It was time to be myself again.

91

I ROUNDED up most of the crew with no problems, but I couldn't find Michelle at any of her usual spots. Finally, I dropped in to The Very Idea, a transsexual bar where she hangs out when she isn't working.

"She's getting her hair cut, darling," her friend Kathy told me.

I made a face-her favorite "salon" reminded me of a parakeet's cage, feathers flying, shrill shrieking, and shit all over the floor.

"Oh, Burke, don't look like that. Nobody goes there anymore. Daniel has opened a fabulous new place on Fifth-here's a card."

"Thanks, Kathy," I said, throwing a twenty on the bar to cover her tab.

"See you around, handsome," she replied.
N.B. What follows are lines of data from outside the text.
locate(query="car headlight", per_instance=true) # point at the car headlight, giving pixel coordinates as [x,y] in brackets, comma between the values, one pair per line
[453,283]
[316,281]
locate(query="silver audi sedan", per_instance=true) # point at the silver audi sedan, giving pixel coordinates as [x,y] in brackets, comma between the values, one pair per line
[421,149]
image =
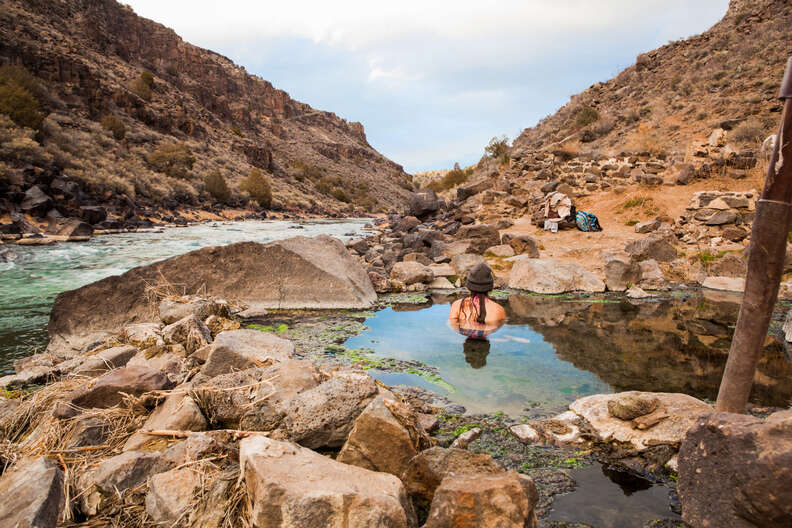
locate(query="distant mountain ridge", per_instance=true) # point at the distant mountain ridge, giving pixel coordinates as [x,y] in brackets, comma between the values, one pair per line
[722,78]
[97,58]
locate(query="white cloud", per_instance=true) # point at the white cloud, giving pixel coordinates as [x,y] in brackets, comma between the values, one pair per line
[430,75]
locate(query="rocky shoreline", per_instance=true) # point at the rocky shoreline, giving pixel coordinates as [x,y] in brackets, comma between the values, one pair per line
[239,407]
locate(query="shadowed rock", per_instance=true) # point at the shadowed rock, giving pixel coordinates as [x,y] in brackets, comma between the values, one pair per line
[734,470]
[32,494]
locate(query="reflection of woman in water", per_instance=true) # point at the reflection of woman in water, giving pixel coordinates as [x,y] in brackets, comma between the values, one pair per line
[476,351]
[477,316]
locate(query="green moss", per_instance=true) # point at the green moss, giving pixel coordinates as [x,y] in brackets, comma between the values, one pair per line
[462,429]
[280,329]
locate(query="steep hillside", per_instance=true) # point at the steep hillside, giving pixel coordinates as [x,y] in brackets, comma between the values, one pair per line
[137,118]
[727,77]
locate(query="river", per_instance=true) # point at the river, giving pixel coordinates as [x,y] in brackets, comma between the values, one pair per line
[30,283]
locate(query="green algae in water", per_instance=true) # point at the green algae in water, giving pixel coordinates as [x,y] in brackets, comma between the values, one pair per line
[280,329]
[364,358]
[518,369]
[552,352]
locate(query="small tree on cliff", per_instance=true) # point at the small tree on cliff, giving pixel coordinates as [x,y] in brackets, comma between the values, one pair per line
[258,187]
[217,187]
[497,147]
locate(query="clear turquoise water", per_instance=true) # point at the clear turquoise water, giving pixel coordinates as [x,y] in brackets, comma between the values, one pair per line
[554,350]
[28,285]
[519,371]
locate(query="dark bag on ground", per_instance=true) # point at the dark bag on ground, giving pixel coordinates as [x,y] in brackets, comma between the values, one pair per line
[587,221]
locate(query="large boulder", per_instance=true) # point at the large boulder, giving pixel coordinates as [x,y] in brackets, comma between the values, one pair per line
[22,225]
[178,412]
[423,203]
[552,276]
[190,332]
[173,309]
[481,236]
[109,389]
[650,423]
[295,273]
[324,416]
[505,500]
[290,486]
[256,398]
[171,493]
[411,273]
[651,247]
[68,229]
[473,188]
[32,492]
[734,470]
[621,272]
[384,438]
[241,349]
[114,476]
[427,469]
[36,202]
[93,214]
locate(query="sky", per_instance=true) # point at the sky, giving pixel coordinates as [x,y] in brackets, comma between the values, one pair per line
[433,80]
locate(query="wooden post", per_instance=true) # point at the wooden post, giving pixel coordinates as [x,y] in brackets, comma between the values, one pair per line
[767,251]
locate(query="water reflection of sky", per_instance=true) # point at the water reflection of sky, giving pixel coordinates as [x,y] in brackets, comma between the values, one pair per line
[520,370]
[29,284]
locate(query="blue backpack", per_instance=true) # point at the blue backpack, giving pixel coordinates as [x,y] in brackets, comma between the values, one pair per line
[587,221]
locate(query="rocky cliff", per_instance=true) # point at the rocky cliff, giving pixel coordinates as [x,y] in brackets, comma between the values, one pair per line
[136,117]
[726,77]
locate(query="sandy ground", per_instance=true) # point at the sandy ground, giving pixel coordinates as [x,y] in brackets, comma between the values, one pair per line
[666,202]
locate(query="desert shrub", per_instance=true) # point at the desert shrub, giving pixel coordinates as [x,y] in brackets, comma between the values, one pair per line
[497,147]
[217,187]
[115,126]
[585,116]
[307,172]
[18,97]
[182,191]
[632,116]
[749,131]
[258,187]
[142,85]
[565,152]
[174,159]
[454,177]
[340,195]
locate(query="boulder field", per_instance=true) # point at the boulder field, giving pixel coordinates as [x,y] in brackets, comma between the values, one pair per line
[198,422]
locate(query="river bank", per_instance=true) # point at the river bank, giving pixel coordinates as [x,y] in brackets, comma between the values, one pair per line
[298,378]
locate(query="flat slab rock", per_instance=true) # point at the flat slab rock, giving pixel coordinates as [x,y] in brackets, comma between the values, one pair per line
[241,349]
[293,486]
[682,412]
[551,276]
[298,272]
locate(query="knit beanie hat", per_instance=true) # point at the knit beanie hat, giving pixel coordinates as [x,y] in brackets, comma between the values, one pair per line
[479,279]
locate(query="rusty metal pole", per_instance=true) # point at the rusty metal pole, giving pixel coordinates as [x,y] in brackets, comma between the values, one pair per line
[767,251]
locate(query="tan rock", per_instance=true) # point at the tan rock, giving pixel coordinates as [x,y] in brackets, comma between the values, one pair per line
[171,494]
[385,437]
[290,486]
[506,500]
[241,349]
[683,411]
[428,468]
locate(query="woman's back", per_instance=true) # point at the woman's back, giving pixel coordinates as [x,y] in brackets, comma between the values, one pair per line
[468,311]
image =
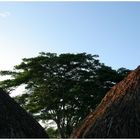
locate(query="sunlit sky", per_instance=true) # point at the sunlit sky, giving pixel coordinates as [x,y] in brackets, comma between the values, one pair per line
[109,29]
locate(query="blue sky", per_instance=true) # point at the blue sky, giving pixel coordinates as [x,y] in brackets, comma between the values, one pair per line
[109,29]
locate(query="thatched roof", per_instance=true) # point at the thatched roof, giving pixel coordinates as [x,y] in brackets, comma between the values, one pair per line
[15,122]
[118,114]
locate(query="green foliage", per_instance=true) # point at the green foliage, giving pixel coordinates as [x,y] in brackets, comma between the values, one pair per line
[62,88]
[53,133]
I don't think it was the twenty bucks-transsexuals just have more empathy.

La Dolce Vita was a couple of flights up. It had a tiny little elevator but I took the stairs. I wasn't worried about running into anything, but if I was going to get back to myself, it was time to get started.

The joint was all pastel colors and mirrors. The waiting room was decorated with people reading the Italian edition of Vogue and drinking coffee from glass cups. The receptionist was inside a little island in the middle, watching the fun.

"Can I help you, sir?" she asked.

"Is Daniel here?"

"He's with a customer."

"It's the customer I want-which way?"

She pointed straight ahead. I followed her finger into a room overlooking Fifth Avenue -the windows sloped at an angle, flowers covering the broad base. Michelle was getting combed out by a slim man wearing a white sweater over blue jeans-white running shoes on his feet. She was in the middle of a heated exchange with the woman in the next chair.

"Honey, please don't go on about the Holy Coast. The only thing Los Angeles ever contributed to culture is the drive-by homicide!"

I stepped between them before it got bloody.

"Burke!" she called out. "You're just in time."

"For what?" I asked her.

"For Daniel," she said, like I was from another planet. "He just got a cancellation-and you need a haircut."

Daniel and I shook hands-he had a strong grip, an ironic smile on his face.

"Burke," he said. "What's your first name?"

"I'm not paying by check," I told him.

"Will you stop it?" Michelle snapped, turning in her chair to slap at my arm. This isn't a poolroom."

"Can I talk to you for a minute?" I said.

"Talk."

"Not here."

Michelle sighed. "Oh, really-it's always such a big deal. Just give me a few minutes-sit down," she said, pointing to the chair next to her.

"This has to stay a few minutes anyway, Michelle," Daniel told her, patting her hairdo.

"Don't rush yourself, baby. Anyway, you have to cut my friend's hair too."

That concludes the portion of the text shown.